M. Verduret ne répondit pas. Étourdi d’abord de son erreur, il en recherchait les causes, et déjà son esprit pénétrant commençait à les discerner.
– Le voilà donc, poursuivait Prosper, ce secret surpris par Nina. Madeleine, cette noble et pure Madeleine, en qui j’avais foi comme en ma mère, est la maîtresse de ce faussaire, qui a volé jusqu’au nom qu’il porte. Et moi, imbécile d’honnête homme, j’avais fait de ce misérable mon meilleur ami. C’est à lui que je disais mes angoisses et mes espérances… et il était son amant!… Et moi, j’étais sans doute le divertissement de leurs rendez-vous, ils riaient de mon amour ridicule, de ma stupide confiance!…
Il s’interrompit, il succombait à la violence de ses émotions. Le déchirement de l’amour-propre ajoute une souffrance aiguë aux plus atroces douleurs. Cette certitude d’avoir été si indignement trahi et joué le transportait jusqu’au délire.
– Mais c’est assez d’humiliations comme cela, reprit-il avec un accent de rage inouï; il ne sera pas dit que lâchement j’aurai courbé la tête sous les plus sanglants affronts.
Il allait s’élancer vers la maison; M. Verduret, qui, autant que le lui permettait l’obscurité, surveillait ses mouvements, l’arrêta.
– Que voulez-vous faire?
– Me venger. Ah! je saurai bien briser la porte, maintenant que je ne redoute plus ni le scandale ni le bruit et que je n’ai plus rien à perdre. Je ne cherche plus à me glisser dans la maison furtivement, comme un voleur, j’y veux entrer en maître, en homme qui mortellement offensé vient demander raison de l’offense.
– Vous ne ferez pas cela, Prosper.
– Qui donc m’en empêchera!
– Moi!
– Vous?… Non, ne l’espérez pas. Paraître, les confondre, les tuer, mourir après, voilà ce que je veux, voilà ce que je vais faire.
Si M. Verduret n’avait pas eu des poignets de fer, Prosper lui échappait. Il y eut entre eux une courte lutte, mais M. Verduret l’emporta.
– Si vous faites du bruit, dit-il, si vous donnez l’éveil, c’en est fait de nos espérances.

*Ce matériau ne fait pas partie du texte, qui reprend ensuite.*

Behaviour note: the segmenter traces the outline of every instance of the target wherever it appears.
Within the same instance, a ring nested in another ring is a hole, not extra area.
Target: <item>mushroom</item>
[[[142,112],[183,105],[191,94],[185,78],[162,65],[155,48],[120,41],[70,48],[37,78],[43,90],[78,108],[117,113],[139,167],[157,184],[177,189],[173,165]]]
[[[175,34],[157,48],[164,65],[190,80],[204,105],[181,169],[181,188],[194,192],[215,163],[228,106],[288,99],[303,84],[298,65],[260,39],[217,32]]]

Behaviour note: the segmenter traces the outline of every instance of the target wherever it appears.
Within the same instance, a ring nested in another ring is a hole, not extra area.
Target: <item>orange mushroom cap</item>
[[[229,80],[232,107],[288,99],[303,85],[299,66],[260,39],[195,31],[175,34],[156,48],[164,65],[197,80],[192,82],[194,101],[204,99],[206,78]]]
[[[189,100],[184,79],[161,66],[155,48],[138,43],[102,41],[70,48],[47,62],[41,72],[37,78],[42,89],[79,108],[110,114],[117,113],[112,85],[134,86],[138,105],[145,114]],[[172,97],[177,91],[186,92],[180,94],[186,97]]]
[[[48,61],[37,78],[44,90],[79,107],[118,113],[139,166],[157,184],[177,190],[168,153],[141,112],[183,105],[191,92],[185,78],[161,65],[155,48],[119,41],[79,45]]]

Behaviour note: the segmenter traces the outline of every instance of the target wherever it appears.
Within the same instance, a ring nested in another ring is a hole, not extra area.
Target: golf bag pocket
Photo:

– Je n’ai plus d’espérance.
– Raoul, mis sur ses gardes, nous échappe, et vous restez à jamais déshonoré.
– Que m’importe!
– Mais il m’importe à moi, malheureux! à moi qui ai juré de faire éclater votre innocence. À votre âge, on retrouve toujours une maîtresse, on ne retrouve jamais son honneur perdu.
Pour la passion vraie, il n’est pas de circonstances extérieures. M. Verduret et Prosper étaient là, sous la pluie, mouillés jusqu’aux os, les pieds dans la boue, et ils discutaient!
– Je veux me venger, répétait Prosper, avec cette persistance idiote de l’idée fixe, je veux me venger.
– Vengez-vous, soit! s’écria M. Verduret, que la colère gagnait, mais comme un homme alors et non comme un enfant.
– Monsieur!
– Oui, comme un enfant. Que ferez-vous, une fois dans la maison? Avez-vous des armes? Non. Vous vous précipitez donc sur Raoul, vous lutterez donc corps à corps avec lui? Pendant ce temps, Madeleine regagnera sa voiture, et après? Serez-vous seulement le plus fort?
Accablé par le sentiment de son impuissance évidente, Prosper se taisait.
– À quoi bon des armes! poursuivait M. Verduret, il faut être insensé pour tuer un homme qu’on peut envoyer au bagne.
– Que faire, alors?
– Attendre. La vengeance est un fruit délicieux qu’il faut laisser mûrir.